The bulldog fight Start Wondering produced in the home straight to win narrowly proved that the treble should have been achieved. He was left in front on his own at Trentham and southerner Signify grabbed him so fast in the closing strides Start Wondering did not have the time to fight back.

"Yes, I believe if he'd had time to see the other horse he'd probably have outgunned him," said Parkes.

Saturday's finish looked dramatic and exciting, and despite the close margins Parkes was never concerned. "Once I got him into the clear he was never going to be beaten. From his good draw I knew I had to put the pressure on the others, so I did."

Winning these top sprints puts Start Wondering into an almost impossible position in the handicaps and overseas might beckon, although Rayner is slightly less than excited about that prospect.

Start Wondering was second favourite behind Kawi, who was less than settled in his pre-race behaviour.

He dropped rider Michael Walker in the birdcage and came close to doing it again after first stepping out on the track. He didn't jump from the barriers with the same enthusiasm and was a clear last on settling. With the 1400m being run in a lightning 1.21.22 Kawi's race was virtually over in the first 100m, but he did make ground nicely into a close up fifth.

When a horse has won you $1.2 million, each subsequent victory might seem almost like an anti-climax.

Volkstok'n'barrell (red cap) is too good for Savile Row in the $400,000 Herbie Dyke Stakes at Te Rapa on Saturday. Photo / Trish Dunell
Volkstok'n'barrell (red cap) is too good for Savile Row in the $400,000 Herbie Dyke Stakes at Te Rapa on Saturday. Photo / Trish Dunell

Not so Volkstok'n'barrell's win in the $400,000 Herbie Dyke Stakes on Saturday.

The scene was close to what you see after Melbourne Cups and we are talking here about, not first timers, experienced hands like Donna Logan, training partner and part owner Chris Gibbs, his father Jim Gibbs, Garry Cossey, form analyst and James McDonald's former manager, Ash Goodwin etc.

The reason was what the syndicate have been through.
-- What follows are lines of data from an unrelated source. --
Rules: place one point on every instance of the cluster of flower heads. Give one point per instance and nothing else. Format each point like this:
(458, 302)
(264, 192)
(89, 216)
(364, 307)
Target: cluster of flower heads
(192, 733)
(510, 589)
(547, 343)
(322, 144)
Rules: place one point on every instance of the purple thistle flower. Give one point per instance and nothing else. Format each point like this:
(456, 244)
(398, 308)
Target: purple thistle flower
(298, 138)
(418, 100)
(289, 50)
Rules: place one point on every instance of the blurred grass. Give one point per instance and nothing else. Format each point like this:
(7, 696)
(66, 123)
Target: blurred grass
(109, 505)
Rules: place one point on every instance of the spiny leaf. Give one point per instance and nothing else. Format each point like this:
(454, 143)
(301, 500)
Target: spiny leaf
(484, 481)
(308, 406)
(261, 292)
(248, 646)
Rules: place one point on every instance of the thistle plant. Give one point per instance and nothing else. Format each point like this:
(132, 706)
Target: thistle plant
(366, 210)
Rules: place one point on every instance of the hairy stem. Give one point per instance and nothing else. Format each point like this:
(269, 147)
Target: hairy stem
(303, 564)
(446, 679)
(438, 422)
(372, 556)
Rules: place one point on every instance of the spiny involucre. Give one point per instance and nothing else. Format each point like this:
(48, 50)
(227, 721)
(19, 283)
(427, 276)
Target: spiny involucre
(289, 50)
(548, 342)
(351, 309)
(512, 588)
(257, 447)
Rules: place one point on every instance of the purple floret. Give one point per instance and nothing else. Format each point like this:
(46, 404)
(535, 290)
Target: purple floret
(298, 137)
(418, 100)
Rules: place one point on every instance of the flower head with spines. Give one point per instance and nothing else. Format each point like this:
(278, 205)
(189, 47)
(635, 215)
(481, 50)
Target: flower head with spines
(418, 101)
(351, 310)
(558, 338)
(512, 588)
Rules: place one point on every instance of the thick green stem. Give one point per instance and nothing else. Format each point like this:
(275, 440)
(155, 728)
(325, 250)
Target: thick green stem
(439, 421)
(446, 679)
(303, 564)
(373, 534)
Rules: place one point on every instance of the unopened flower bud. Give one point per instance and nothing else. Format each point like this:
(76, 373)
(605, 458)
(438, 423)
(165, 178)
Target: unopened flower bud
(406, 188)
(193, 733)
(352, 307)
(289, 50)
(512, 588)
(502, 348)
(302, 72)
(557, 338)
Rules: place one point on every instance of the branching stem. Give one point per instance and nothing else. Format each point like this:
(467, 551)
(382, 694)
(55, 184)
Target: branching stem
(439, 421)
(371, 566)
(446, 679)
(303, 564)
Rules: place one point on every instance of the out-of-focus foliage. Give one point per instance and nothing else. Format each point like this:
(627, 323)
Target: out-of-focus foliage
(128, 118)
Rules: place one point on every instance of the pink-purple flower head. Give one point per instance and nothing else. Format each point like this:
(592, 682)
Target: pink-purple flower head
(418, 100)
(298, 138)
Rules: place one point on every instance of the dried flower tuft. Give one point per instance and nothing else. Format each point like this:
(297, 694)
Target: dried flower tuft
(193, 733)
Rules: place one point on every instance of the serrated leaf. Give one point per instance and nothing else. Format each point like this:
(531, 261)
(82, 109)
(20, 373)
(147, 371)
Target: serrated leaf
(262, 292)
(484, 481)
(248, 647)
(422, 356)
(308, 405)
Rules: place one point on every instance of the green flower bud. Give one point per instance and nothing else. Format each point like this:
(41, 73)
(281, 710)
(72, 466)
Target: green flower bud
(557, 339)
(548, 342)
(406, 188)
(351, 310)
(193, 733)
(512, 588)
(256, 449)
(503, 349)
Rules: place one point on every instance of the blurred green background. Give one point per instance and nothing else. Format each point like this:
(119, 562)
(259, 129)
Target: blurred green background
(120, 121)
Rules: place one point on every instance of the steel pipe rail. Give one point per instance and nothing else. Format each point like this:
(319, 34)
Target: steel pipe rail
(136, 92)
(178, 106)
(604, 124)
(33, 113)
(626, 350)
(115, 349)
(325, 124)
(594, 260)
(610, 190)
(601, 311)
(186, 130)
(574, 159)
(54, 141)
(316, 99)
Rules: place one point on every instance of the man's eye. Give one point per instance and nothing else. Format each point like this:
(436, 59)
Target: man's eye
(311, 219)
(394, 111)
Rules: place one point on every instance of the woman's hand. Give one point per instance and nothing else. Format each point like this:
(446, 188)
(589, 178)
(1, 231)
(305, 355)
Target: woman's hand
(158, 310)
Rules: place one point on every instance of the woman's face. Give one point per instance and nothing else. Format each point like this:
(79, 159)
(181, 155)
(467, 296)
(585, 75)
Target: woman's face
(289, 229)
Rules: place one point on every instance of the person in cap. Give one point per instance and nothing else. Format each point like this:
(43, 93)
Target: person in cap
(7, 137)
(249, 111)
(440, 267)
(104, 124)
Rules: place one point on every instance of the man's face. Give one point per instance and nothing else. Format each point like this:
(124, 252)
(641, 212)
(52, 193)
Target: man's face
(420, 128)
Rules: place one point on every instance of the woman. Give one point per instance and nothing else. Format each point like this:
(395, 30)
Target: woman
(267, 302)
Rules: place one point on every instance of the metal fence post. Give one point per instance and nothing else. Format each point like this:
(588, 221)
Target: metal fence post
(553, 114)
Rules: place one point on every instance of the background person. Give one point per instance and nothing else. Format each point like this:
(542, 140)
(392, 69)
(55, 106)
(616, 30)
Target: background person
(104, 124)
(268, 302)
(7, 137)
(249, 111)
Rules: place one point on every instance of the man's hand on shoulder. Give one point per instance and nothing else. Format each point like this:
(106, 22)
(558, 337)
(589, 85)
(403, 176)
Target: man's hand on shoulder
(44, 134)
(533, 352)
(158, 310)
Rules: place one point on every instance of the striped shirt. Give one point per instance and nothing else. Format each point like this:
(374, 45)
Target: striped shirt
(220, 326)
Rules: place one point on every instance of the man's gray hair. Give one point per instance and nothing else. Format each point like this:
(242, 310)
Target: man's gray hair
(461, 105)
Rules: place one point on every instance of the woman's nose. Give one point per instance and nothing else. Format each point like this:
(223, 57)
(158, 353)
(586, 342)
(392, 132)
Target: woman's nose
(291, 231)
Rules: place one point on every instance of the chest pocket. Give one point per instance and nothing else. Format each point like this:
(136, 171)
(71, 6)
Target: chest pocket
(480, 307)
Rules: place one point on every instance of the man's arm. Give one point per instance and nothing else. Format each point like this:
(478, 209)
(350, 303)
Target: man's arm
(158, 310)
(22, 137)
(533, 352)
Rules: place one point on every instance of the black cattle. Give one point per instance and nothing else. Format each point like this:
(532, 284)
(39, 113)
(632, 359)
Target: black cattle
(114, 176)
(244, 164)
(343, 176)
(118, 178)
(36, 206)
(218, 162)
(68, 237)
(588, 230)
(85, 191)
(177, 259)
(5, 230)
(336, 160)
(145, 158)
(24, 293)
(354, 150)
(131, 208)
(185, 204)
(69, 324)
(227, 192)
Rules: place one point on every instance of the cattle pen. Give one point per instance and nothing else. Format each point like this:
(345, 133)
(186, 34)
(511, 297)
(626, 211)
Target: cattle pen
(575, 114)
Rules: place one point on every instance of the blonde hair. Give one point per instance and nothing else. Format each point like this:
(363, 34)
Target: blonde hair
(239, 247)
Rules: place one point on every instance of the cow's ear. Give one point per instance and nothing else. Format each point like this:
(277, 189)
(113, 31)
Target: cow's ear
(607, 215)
There have been issues along the way and although no one was letting on in the post-race excitement, there had been doubts of the millionaire coming back to his former brilliant best.

It may not have been obvious to many, but the preparation of Volkstok'n'barrell was masterly. There is no better eye than that of Jim Gibbs who was delighted minutes before the race.

"That's the best I've seen him look," he said simply. "He is right in the zone," said the former champion conditioner.

Gibbs was even happier afterwards. "You know, that's my 99th winner [as an owner] at the gallops and the trots since I retired from training and I'm sure 10 of them have been group ones."

Vinnie Colgan played a major part in the win.

He positioned Volkstok'n'barrell beautifully and produced him at the right time.

Savile Row was brave in finishing second and Mr reliable, Authentic Paddy, put in again for another minor placing.